The Rash MiShantz: The Halachic Fiction of Zechuchit
The Rash MiShantz takes a more historical-critical approach to the takkanot of the Sages. He explains that kli zechuchit (glass) was deemed tamei for eighty years before the Temple’s destruction because its genesis (sand) mimics kli cheres. However, he pivots to a fascinating chiddush: the reason kli zechuchit can be "broken and purified" like metal, despite its rabbinic status, is that the Sages decided to retroactively grant it the legal personality of a metal vessel to avoid the tumah of yeshanah (latent impurity).
He argues that the peshutim (flat vessels) were exempted not because they lack "vessel-ness," but as an hekker (a marker) to protect the purity of terumah and kodashim. The Rash emphasizes that the kli cheres is the anomaly because it cannot be purified by immersion. Its destruction is not a cleaning process, but an existential erasure—a termination of the object's legal identity as a kli.
Friction
The Kushya: The "Air-Space" Paradox
The strongest kushya arises from the Bavli Pesachim 18b logic: If kli cheres is so porous and "receptive," why does it not become tamei from its back (achoreihem)? If avir transmits tumah into the vessel, why is the physical, tangible surface of the vessel immune to tumah?
The Terutz: The "Inner/Outer" Duality
- The Structural Terutz: The terutz lies in the distinction between nitan (placement) and negi’ah (contact). Kli cheres is defined by its toch. The avir is not an empty space; it is the essential "vessel" part of the object. The back is merely the container's shell. A kli is not defined by its material, but by its capacity to "hold." Therefore, the tumah—which is ontological rather than physical—seeks the toch.

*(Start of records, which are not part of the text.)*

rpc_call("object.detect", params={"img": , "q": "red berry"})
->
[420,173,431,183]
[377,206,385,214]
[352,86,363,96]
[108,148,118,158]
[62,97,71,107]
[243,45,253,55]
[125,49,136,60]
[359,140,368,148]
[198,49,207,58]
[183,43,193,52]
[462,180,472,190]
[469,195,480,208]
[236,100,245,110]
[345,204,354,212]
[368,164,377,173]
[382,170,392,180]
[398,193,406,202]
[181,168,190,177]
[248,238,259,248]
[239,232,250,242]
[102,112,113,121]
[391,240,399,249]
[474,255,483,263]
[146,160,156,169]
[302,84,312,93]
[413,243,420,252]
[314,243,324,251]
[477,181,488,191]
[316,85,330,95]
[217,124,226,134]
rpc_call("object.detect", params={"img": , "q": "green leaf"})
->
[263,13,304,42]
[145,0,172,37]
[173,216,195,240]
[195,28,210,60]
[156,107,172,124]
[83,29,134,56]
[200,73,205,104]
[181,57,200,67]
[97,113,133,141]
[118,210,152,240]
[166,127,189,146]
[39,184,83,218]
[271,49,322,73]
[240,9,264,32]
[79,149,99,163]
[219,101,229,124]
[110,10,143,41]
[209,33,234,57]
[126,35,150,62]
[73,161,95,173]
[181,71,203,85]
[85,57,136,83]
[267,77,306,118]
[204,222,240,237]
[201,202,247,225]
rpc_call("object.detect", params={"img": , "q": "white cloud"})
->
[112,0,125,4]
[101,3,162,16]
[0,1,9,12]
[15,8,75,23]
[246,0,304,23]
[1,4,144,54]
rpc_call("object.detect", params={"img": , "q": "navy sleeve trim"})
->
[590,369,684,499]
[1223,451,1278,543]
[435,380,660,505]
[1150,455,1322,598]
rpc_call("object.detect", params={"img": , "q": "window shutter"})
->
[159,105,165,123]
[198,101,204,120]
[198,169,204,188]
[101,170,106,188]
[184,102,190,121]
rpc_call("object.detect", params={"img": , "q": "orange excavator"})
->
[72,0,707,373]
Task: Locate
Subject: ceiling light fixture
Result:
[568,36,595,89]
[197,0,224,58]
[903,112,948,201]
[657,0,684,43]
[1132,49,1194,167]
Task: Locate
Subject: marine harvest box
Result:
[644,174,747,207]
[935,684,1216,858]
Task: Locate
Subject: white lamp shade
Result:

- The Meta-Terutz: As Tosafot Yom Tov notes, the kli cheres is uniquely susceptible to tumah through its avir because of the verse “Kol asher b’tocho yitma.” The kli acts as an amplifier of tumah. If the tumah is inside, the kli is effectively "full" of it. The exterior is irrelevant because the vessel's purpose is to contain the toch.
Intertext
- Tanakh Parallel: Vayikra 11:33 provides the scriptural foundation: "And every earthen vessel into whose inside any of them falls, all that is in it shall be unclean, and you shall break it." The act of "breaking" is the only taharah for the cheres.
- Responsa/SA: Shulchan Aruch, Yoreh De’ah 118-120 addresses the bittul of kelim. The modern application often hinges on whether "broken" means "unusable for its primary function" (a kli that can no longer serve its purpose is technically not a kli). This echoes the Mishnah's logic that peshutim are clean because they lack the toch necessary to maintain the "vessel" status.
Psak/Practice
- Heuristics of Purity: In modern meta-psak, the definition of a kli relies on shimush (functionality). If an object is designed to hold, it is a kli.
- The "Breaking" Rule: The principle shviratan hi taharatan is applied in hechsher kelim for kashering—if a vessel is so damaged that it loses its identity as a container, it may be repurposed. However, for kli cheres, the psak remains firm: cheres cannot be purified by immersion. Once it is tamei, it is essentially discarded or destroyed.
Takeaway
A vessel is not an object, but a relationship between a surface and the space it creates. Kli cheres represents the existential fragility of this relationship: once breached, it is no longer a vessel, but mere shards of earth.